Estimates of age-standardized heart disease mortality rates from 1980. A, Crude age-standardized rates based solely on the data. B, Estimates obtained by using the approach of Tiwari et al (8). C, Estimated posterior medians from the Poisson-gamma model. D, Estimated posterior medians from the multivariate conditional autoregressive model (MCAR). Data source: Centers for Disease Control and Prevention (18).

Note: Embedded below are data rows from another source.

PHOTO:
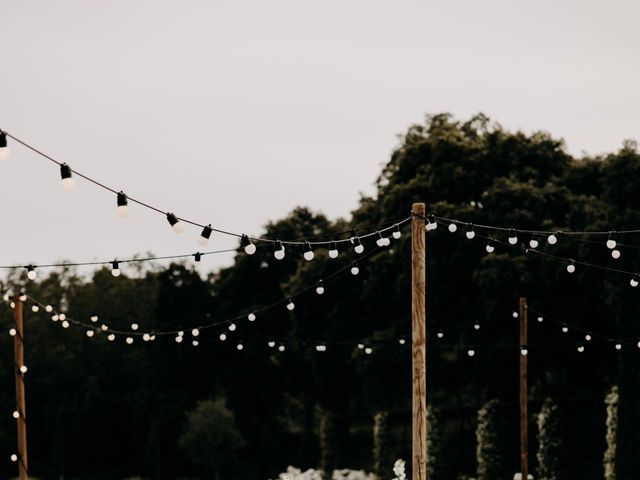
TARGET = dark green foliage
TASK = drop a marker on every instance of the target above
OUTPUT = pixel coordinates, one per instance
(491, 438)
(210, 438)
(382, 458)
(551, 442)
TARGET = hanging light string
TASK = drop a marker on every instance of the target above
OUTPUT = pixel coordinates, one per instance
(318, 286)
(177, 223)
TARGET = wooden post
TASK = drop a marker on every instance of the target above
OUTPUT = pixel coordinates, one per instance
(20, 398)
(524, 434)
(418, 310)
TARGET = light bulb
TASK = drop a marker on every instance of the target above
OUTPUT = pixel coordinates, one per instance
(31, 272)
(122, 208)
(470, 233)
(5, 151)
(68, 182)
(203, 239)
(176, 225)
(278, 250)
(249, 247)
(308, 253)
(333, 250)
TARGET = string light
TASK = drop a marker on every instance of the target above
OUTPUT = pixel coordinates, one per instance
(5, 151)
(278, 250)
(249, 247)
(31, 272)
(68, 182)
(203, 239)
(115, 269)
(470, 233)
(122, 208)
(308, 252)
(333, 249)
(176, 225)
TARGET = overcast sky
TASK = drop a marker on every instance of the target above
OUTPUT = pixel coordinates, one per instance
(234, 112)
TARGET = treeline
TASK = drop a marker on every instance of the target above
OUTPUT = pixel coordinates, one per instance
(110, 410)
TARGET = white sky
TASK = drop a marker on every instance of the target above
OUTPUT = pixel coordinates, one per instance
(234, 112)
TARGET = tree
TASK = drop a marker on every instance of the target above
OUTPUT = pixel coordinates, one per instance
(551, 446)
(210, 438)
(490, 435)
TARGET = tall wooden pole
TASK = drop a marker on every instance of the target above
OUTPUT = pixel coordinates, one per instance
(524, 434)
(418, 311)
(20, 398)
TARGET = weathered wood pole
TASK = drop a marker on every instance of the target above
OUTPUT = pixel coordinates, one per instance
(524, 398)
(18, 342)
(418, 310)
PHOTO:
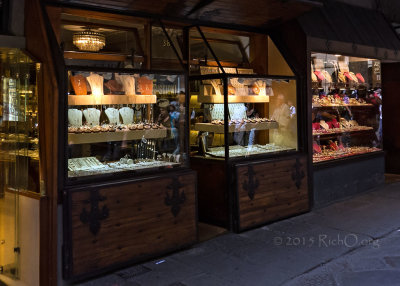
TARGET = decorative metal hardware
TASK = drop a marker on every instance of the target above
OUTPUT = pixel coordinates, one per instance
(252, 183)
(95, 216)
(298, 173)
(177, 198)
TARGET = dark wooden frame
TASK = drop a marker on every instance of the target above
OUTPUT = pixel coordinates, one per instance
(300, 79)
(230, 163)
(5, 14)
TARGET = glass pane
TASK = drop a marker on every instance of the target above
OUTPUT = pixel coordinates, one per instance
(277, 65)
(207, 118)
(19, 148)
(347, 106)
(262, 116)
(163, 55)
(125, 122)
(231, 50)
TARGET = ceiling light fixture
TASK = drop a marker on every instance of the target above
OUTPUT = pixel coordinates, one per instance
(89, 41)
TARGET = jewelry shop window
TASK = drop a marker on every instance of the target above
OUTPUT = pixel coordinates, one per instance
(120, 121)
(346, 106)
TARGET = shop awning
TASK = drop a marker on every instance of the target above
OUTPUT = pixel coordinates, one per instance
(337, 22)
(257, 14)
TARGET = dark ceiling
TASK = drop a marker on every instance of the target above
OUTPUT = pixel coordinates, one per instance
(260, 14)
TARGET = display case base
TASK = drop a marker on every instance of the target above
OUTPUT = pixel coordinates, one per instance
(246, 194)
(112, 225)
(335, 181)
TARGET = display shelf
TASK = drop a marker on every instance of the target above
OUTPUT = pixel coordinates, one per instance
(343, 105)
(216, 128)
(349, 152)
(115, 167)
(233, 98)
(108, 99)
(342, 131)
(84, 138)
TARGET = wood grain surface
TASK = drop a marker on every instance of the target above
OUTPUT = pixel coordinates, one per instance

Figure 2 compares maps of the rate estimates from the 3 approaches for the age groups 35 to 44 and 85 or older. Because of the high rate of suppression, the substitution approach of Tiwari et al (8) for those aged 35 to 44 assigns nearly every county in each state the same value. The Poisson-gamma model also struggles with this age-group, producing estimates that are quite high for many rural parts of the country. In contrast to these approaches, the MCAR model produces estimates that are much more spatially smooth (ie, gradual changes from high to low rates) for this age-group. Moving on to the estimates from the 85 and older age-group, we find a bit more similarity between the substitution approach and the Poisson-gamma model — this is not too surprising, given the higher death counts and thus lower rate of suppression. Again, the MCAR model produces estimates for the 85 or older age-group that exhibit much more spatial smoothing. Finally, from an epidemiologic perspective, the MCAR estimates from the 35 to 44 age-group exhibit high rates in Appalachia and the Deep South, while the MCAR estimates from the 85 or older age-group exhibit high rates in New England and the Rust Belt region. These broader trends are more apparent in the maps of the MCAR estimates than in the maps from the other 2 approaches because of the lack of smoothing in the estimates they produce.
Figure 2.
Comparison of 3 approaches for estimating age-standardized heart disease mortality rates for 2 age groups (adults aged 35 to 44 and adults aged ≥85) from 1980. A, Estimates for adults aged 35 to 44 obtained by using the approach of Tiwari et al (8). B, Estimated posterior medians for adults aged 35 to 44 from the Poisson-gamma model. C, Estimated posterior medians for adults aged 35 to 44 from the multivariate conditional autoregressive model (MCAR). D, Estimates for adults aged ≥85 obtained by using the approach of Tiwari et al (8). E, Estimated posterior medians for adults aged ≥85 from the Poisson-gamma model. F, Estimated posterior medians for adults aged ≥85 from the multivariate conditional autoregressive model (MCAR). Data source: Centers for Disease Control and Prevention (18).